Scientists have discovered dozens of different types of sleep disorders. Insomnia is the most prevalent sleep disorder and is characterized by trouble either falling asleep or staying asleep. Another common sleep disorder is obstructive sleep apnea, a breathing issue that causes people to wake up repeatedly. Nighttime fidgeting is another common sleep disorder, as is narcolepsy, which is sudden extreme fatigue or falling asleep during the day.

  • People with depression often experience sleep problems. Most often, patients who are depressed experience insomnia, but some may also have obstructive sleep apnea. Sleep problems increase the risk of depression, according to recent studies. People with depression who have untreated insomnia may not respond to treatment for depression.
  • Bipolar disorder includes a combination of depressed and manic phases. During manic phases, it’s common for people to experience insomnia and a diminished need for sleep. Problems with insomnia often become worse right before a manic episode starts. The lack of sleep may even trigger a manic phase.
  • People with an anxiety disorder such as post-traumatic stress disorder, panic disorder, or obsessive-compulsive disorder may have trouble sleeping. Insomnia may be a risk factor for anxiety disorders. Insomnia may also worsen anxiety symptoms.
  • Sleep problems often go hand in hand with ADHD. People with ADHD often have trouble falling asleep, are restless while they sleep, and sleep for shorter periods. Children who have sleep disorders may be more likely to become hyperactive and inattentive.

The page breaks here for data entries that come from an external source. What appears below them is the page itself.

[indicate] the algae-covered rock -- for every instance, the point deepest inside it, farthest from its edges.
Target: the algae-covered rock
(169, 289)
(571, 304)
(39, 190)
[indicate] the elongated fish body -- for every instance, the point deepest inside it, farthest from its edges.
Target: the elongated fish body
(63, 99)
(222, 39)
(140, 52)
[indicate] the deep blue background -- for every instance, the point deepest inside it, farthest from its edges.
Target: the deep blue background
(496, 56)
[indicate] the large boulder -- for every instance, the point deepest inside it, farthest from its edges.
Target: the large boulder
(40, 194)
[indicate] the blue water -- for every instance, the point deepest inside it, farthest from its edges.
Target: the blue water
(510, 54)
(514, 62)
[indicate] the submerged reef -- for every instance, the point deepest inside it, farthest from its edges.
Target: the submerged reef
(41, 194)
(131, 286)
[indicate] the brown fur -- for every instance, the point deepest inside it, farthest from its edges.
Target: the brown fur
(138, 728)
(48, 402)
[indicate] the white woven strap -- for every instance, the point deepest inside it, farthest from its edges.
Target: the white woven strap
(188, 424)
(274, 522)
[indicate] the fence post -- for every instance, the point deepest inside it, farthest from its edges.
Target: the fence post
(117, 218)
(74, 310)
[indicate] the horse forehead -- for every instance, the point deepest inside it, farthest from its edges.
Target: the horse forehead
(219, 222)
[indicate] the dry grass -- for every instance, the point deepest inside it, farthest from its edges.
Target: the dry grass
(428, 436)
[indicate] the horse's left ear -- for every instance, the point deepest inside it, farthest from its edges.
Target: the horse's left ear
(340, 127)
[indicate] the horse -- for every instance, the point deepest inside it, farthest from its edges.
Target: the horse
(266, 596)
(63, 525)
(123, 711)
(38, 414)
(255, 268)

What You Can Do to Improve Sleep and Mental Health

Anyone struggling with insomnia will likely receive a generalized treatment whether or not they have a psychiatric disorder as well. Treatments can include lifestyle changes, behavioral adaptations, psychotherapy, and/or medication.

  • Reducing the use of caffeine, nicotine, and alcohol can help with insomnia. Alcohol begins as a depressant, but when the effects of the alcohol wear off, it’s typical for people to wake up. Nicotine and caffeine are both stimulants, which can interrupt normal sleep cycles.
  • Getting regular cardiovascular exercise can help with sleep issues. People will usually fall asleep more readily, sleep more deeply, and wake up less often when they exercise regularly.
  • Improving sleep habits usually helps people to get more and better sleep. Good sleep hygiene includes maintaining a set sleeping and waking schedule, sleeping in bed in a quiet bedroom, keeping your bedroom dark, and removing distractions such as computers and televisions from the bedroom.
  • Meditation and deep breathing exercises can help induce calmness, which often helps to improve sleep.
  • Cognitive-behavioral therapy can provide helpful techniques to improve sleep. A therapist can teach a patient how to build confidence and alter negative expectations, which can help with sleeping.